The lender had unfortunately used an “all monies” mortgage which meant the forgery of the wife’s signature put the enforceability of the mortgage into question. However the court held that unlike the Yazgi case (which had materially identical facts) the drafting of the loan and mortgage made the indefeasible mortgage security for the debt.
In Yazgi the mortgage secured all the money advanced to 2 people under a loan agreement to which they were both parties. As a matter of fact, money was only advanced to one of them, and the other one was not a party to the agreement due to forgery. The Court of Appeal found that the money advanced under the loan agreement did not fall within the money secured as defined by the mortgage, as the mortgage was referring to moneys loaned jointly to the two persons but there were no such monies.
By contrast in this case, there was the same basic situation of money ostensibly being loaned to two people, but due to fraud only one received the money and only that person was a party. The mortgage, however, was drafted differently to that in Yazgi, in that it defined the “Secured Money” as “all amounts which are payable at any time or are contingently owing or payable to you under a Secured Agreement” (with “you” meaning, atypically, the mortgagee). The Loan Agreement was drafted to provide for a joint and several liability, and thus as the genuine signatory to the Loan Agreement owed money under that agreement, the entirety of the loan became “Secured Money” under the terms of that definition in the mortgage. Thus the mortgagee’s indefeasible interest comprised a mortgage over the entire property securing the entirety of the loan.

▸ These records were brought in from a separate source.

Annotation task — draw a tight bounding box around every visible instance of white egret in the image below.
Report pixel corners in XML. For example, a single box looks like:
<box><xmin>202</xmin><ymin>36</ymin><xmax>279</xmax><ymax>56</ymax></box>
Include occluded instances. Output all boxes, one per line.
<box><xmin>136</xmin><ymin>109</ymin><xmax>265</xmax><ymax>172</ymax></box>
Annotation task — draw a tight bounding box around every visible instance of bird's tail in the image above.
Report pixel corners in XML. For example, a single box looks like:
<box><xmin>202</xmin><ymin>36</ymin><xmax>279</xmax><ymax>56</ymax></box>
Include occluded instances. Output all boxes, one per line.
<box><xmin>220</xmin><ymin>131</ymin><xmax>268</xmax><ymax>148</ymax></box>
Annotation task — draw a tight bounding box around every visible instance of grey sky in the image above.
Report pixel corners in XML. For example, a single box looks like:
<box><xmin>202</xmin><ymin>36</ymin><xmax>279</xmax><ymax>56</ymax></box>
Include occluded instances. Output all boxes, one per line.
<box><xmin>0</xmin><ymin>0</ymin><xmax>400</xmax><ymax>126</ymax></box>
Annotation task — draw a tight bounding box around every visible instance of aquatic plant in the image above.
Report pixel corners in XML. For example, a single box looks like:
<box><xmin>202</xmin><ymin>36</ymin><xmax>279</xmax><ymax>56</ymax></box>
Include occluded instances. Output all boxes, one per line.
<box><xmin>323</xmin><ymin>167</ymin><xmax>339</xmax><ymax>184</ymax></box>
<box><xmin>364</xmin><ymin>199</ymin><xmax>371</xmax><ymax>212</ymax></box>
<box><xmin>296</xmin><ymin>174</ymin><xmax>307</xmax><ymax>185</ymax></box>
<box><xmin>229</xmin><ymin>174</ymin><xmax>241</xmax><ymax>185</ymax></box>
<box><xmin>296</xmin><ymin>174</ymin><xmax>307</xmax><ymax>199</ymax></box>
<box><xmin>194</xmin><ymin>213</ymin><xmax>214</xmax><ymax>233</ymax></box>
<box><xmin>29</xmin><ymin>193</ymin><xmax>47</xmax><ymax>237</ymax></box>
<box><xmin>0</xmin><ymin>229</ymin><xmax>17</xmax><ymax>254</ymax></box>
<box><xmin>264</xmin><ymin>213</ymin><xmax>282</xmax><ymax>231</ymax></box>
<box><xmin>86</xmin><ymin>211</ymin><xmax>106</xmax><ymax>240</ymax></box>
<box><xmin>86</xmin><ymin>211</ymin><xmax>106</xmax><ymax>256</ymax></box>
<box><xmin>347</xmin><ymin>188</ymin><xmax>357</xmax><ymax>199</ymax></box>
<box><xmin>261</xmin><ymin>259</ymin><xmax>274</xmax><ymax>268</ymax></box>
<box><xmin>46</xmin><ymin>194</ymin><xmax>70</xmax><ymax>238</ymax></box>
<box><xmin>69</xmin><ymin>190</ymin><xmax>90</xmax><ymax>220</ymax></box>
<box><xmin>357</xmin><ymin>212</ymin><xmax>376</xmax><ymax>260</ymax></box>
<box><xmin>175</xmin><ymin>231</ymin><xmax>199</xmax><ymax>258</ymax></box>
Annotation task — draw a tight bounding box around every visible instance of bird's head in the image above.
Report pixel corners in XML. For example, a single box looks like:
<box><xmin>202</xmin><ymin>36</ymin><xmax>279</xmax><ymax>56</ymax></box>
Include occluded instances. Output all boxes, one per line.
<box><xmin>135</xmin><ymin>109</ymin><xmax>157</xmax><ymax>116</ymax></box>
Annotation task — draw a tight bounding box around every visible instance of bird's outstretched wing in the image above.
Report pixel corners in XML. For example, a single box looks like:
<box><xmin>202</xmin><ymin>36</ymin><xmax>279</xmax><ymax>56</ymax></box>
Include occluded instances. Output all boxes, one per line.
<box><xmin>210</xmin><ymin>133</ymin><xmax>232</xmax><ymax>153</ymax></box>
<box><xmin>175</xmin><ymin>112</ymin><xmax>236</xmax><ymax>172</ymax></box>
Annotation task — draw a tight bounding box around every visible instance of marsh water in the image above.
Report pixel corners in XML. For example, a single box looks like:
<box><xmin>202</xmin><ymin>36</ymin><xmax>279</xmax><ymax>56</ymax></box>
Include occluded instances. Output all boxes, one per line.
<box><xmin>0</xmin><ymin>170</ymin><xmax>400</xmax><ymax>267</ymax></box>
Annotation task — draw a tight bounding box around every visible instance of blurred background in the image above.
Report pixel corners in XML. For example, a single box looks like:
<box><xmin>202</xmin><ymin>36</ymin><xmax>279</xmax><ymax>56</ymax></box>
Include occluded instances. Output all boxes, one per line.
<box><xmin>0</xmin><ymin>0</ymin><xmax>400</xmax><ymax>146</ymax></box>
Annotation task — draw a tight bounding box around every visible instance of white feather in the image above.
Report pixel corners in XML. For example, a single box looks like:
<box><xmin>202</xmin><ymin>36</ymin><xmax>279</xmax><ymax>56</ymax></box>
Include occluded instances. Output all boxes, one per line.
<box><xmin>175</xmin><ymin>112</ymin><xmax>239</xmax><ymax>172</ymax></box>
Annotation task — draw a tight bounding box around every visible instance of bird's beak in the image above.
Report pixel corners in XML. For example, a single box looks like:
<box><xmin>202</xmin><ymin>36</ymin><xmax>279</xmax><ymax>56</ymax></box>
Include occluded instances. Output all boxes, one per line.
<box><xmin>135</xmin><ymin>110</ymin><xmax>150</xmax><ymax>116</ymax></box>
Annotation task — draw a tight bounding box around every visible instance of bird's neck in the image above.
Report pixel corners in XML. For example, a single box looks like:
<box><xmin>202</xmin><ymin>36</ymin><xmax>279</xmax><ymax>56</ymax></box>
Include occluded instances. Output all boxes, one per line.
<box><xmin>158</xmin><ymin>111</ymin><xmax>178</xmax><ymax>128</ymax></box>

The second ground of attack relied upon by the wife was a Contracts Review Act claim. His Honour quoted with approval Riz v Perpetual Trustees Australia Ltd  NSWSC 1153 at  Brereton J said:
To hold that the undetected provision of false information by or on behalf of a borrower to a lender in an attempt to obtain a loan resulted in the loan contract being unjust against the lender would be to invert commonsense, logic and justice, by protecting the wrongdoer against the victim. To grant remedies under the Contracts Review Act on such grounds would be to convert an Act, intended to achieve just results, into an instrument of injustice.”
However His Honour also noted there was no contract to review. The wife was not a party to the loan and the mortgage was not a contract insofar as the lender was relying on it as a charge on the land. His Honour quoted Barwick CJ in Breskvar v Wall at 386:
It is the title which registration itself has vested in the proprietor. Consequently, a registration which results from a void instrument is effective according to the terms of the registration. It matters not what the cause or reason for which the instrument is void.”
His Honour concluding on the issue:
I am neither persuaded that the mortgage upon registration is deemed to be a contract nor that the second defendant has standing to seek relief under the Contracts Review Act. The existence of a contract between the plaintiff and second defendant is fundamental to the claim for declaratory relief under the Contracts Review Act and the claim for relief under that Act must fail.
A claim based on the Consumer Credit Code was disposed of on similar grounds.
Although the wife failed totally against the lender she succeeded against the Registrar General who had to compensate her for her half of the value of the property.